Двести слов, чтобы заказать выпивку, сто слов, чтобы обсудить меню, несколько цифр, чтобы оценить проходящую мимо женщину и её платье и соотнести одно с другим, ещё сто слов, чтобы пересказать очередную пикантную сплетню, и последняя сотня слов нужна для тем, «возвышающих душу», а именно: мораль, литература и искусство. На это сотни хватало с лихвой. Да так недолго и родной язык забыть! Арго Брага, ломаный французский мюзик-холльного закулисья – всё лучше, чем тот язык, на котором объяснялась Майя с Жаном и которым я довольствовалась, кто бы мне теперь объяснил, как и почему?

Дождевая туча, плававшая по небу, а сейчас стремительно приближающаяся к городу, гасит ослепительное белое сверкание Монблана. На фоне низких тёмных туч мечущиеся чайки становятся снежно-белыми, а пока я достаю из кучи журналов тот, что в оранжевой обложке, мысли мои приобретают другой оттенок…
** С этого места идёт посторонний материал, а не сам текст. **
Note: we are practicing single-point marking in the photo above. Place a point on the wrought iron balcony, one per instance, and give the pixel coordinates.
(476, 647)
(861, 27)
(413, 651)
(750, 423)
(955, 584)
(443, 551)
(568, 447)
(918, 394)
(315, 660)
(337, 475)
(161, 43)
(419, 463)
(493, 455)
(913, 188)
Да, я довольствовалась обществом этих людей, я довольствовалась им из-за беспринципной гордости, застарелой гордыни «синего чулка» и улыбалась, исполненная иронии и снисхождения, на просторечье Майи, на лень Жана, который не давал себе труда заканчивать начатые фразы… Чувство, которое удерживало меня при них, было сродни молчаливому презрению убогой школьной учительницы к своим тупым и нерадивым ученикам – так бывало чаще всего, но иногда, глядя на них, я тоже становилась эдакой разбитной тварью, любящей сладко пожрать, в охотку выпить, жадной до деликатесов, автомобильных прогулок, шикарных ресторанов с цветами на столах, ко всей этой пошлой роскоши, созданной для доступных женщин и богатых мужчин.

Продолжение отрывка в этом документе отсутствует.